La volaille de Bresse chevillée au corps
La volaille de Bresse comme credo
Suite au départ de Michel à la retraite, Valérie et Marc recherchent dès 2007 un nouvel équilibre au sein de l’exploitation. A Valérie la responsabilité de la volaille de Bresse, de la mise en place à la vente directe ; à Marc la charge des pintades et des céréales. Aujourd’hui, l’EARL La Paulée met en valeur une SAU de 140 hectares, à savoir 130 hectares de céréales (maïs, blé, orge, colza), 6 hectares pour les volailles de Bresse ainsi que 4 hectares de jachères et autres. Côté volailles de Bresse, ce sont 9.000 à 10.000 animaux par an qui passent sur l’exploitation, avec également un peu de poulardes en fin d’année pour la seule vente directe. « Ce qui me plait, c’est le produit fini, noble, souligne Valérie Fernoux. Avec cette production, nous respectons une tradition. Nous prenons notre temps pour élever ces animaux. C’est un produit haut de gamme qui a une histoire. Le poulet de Bresse se suffit à lui-même lorsque l’on décide de le cuisiner. Il n’y a rien besoin d’ajouter. Lorsque quelqu’un le cuisine pour la première fois, je lui conseille de le manger rôti. On ne triche par avec une volaille de Bresse ». Une production qui n’est pas sans rencontrer un certain nombre de problèmes.

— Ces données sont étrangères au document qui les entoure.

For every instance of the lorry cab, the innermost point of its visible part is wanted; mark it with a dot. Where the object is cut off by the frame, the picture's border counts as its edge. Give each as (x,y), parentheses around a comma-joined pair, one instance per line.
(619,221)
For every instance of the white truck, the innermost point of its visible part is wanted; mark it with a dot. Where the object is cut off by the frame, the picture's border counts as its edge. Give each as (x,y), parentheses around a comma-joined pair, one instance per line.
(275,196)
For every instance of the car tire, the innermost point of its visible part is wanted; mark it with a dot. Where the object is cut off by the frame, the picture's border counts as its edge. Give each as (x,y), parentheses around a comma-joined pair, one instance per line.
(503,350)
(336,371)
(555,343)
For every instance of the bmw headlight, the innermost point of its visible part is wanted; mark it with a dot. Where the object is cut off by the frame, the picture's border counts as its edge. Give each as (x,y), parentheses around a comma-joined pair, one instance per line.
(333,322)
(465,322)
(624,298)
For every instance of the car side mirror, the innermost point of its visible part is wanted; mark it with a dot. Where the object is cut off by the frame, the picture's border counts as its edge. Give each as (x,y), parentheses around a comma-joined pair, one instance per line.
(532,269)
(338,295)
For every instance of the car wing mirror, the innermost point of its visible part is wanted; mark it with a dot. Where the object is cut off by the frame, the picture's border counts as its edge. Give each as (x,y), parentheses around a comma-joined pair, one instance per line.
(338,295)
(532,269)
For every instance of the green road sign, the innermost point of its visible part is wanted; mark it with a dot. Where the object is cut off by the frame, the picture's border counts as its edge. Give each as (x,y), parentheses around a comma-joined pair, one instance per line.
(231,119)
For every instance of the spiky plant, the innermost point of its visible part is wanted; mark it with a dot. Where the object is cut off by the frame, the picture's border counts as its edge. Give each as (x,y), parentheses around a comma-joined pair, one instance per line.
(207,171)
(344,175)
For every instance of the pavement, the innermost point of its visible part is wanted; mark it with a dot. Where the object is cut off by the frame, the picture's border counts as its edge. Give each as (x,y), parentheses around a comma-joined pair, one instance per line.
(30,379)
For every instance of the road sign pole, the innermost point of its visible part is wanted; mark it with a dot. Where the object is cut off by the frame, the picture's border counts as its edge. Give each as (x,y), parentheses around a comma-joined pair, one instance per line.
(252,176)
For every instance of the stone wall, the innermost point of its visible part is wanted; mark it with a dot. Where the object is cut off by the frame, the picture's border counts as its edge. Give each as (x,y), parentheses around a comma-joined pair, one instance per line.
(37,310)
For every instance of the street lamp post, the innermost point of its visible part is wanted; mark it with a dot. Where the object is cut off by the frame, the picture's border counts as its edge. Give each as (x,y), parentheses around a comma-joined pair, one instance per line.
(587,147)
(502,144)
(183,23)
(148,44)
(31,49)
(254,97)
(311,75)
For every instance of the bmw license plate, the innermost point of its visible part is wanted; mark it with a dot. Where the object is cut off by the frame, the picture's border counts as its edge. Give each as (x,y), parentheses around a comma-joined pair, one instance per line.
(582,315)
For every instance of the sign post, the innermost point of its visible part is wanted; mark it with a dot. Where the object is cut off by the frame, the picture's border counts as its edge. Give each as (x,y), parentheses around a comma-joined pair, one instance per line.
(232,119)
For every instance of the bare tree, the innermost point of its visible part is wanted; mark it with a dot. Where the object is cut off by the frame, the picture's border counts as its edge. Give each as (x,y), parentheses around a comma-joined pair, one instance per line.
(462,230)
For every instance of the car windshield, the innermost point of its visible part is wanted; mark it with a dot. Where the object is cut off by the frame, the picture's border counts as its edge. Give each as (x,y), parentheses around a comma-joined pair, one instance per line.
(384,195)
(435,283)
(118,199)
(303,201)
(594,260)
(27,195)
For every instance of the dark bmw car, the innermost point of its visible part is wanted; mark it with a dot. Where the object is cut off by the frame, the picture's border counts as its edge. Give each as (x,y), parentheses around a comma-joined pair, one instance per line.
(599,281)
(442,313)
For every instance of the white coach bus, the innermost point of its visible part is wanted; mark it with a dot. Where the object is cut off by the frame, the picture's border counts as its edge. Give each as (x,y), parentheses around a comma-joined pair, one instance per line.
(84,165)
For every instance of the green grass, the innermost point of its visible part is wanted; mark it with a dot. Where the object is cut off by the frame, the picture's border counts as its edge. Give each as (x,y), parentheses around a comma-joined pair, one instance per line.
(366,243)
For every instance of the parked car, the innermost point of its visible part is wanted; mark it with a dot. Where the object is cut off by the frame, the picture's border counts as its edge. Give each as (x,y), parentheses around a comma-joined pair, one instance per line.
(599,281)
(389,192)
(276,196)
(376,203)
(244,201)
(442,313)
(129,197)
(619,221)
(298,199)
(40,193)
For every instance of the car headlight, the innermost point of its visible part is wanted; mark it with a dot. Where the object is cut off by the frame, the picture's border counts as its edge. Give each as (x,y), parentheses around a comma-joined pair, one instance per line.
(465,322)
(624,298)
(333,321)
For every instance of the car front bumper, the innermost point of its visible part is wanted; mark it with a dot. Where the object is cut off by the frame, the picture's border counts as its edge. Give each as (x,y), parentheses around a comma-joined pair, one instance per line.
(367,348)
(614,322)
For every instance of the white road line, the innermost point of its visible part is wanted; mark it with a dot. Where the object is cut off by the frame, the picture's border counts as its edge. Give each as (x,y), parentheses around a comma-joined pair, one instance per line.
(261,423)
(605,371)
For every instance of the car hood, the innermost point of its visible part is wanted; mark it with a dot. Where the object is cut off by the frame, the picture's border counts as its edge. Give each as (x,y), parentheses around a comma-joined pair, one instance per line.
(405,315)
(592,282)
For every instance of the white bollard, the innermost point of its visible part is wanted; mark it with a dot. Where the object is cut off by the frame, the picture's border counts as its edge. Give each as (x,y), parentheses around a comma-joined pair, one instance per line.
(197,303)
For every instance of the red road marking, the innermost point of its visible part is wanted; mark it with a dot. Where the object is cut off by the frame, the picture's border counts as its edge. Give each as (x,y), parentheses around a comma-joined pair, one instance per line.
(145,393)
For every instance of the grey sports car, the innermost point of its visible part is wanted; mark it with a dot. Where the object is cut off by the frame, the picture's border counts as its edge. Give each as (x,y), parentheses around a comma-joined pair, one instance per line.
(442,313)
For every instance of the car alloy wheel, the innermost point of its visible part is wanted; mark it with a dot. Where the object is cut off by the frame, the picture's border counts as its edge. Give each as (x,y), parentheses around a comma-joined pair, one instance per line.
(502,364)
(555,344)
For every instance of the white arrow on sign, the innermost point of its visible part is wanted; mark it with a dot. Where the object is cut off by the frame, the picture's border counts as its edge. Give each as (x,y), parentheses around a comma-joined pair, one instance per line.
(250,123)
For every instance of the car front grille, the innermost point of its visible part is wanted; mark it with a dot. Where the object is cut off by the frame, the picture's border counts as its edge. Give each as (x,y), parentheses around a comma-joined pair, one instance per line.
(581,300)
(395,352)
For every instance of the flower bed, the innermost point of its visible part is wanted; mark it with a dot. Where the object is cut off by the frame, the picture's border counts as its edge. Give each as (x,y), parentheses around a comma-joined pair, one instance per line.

A commencer par celui, prégnant, des prédateurs. Et plus particulièrement des buses. « Nous sommes victimes des buses qui, en une année, peuvent nous entraîner une perte de quelque 400 animaux. Pour ce qui est des renards, nous avons installé des fils électriques ».
Investie au sein du CIVB
Secrétaire au sein du bureau du CIVB, l'interprofession de la volaille de Bresse, Valérie y est également responsable du groupe Installation Formation. « Nous essayons de trouver des solutions au niveau des installations qui sont, pour l’instant, freinées. Ce n’est pas forcément un problème de candidats, mais cela se situe notamment au niveau des banques qui n’affichent pas vraiment de soutien. En outre, aujourd’hui, ce n’est pas forcément facile de trouver une fermette à reprendre ». L’une des solutions pour développer la production de volailles de Bresse pourrait passer non pas seulement par des installations mais aussi par une diversification au sein d’exploitations déjà existantes. « Les personnes qui ont déjà un atelier de production autre, allaitant par exemple, pourraient facilement mettre en place une diversification en volaille de Bresse. Par ailleurs, nous proposons des formations pour les éleveurs déjà installés. Notamment sur l’entretien des parcours herbeux, l’alimentation, la vermifugation… » Egalement membre du groupe Promotion, Valérie Fernoux n’hésite pas à donner de sa personne puisqu’elle participe à des animations au sein de grandes surfaces. « Cela permet d’avoir des contacts avec la grande distribution, de voir comment est perçue notre volaille par les consommateurs et les responsables de rayons. »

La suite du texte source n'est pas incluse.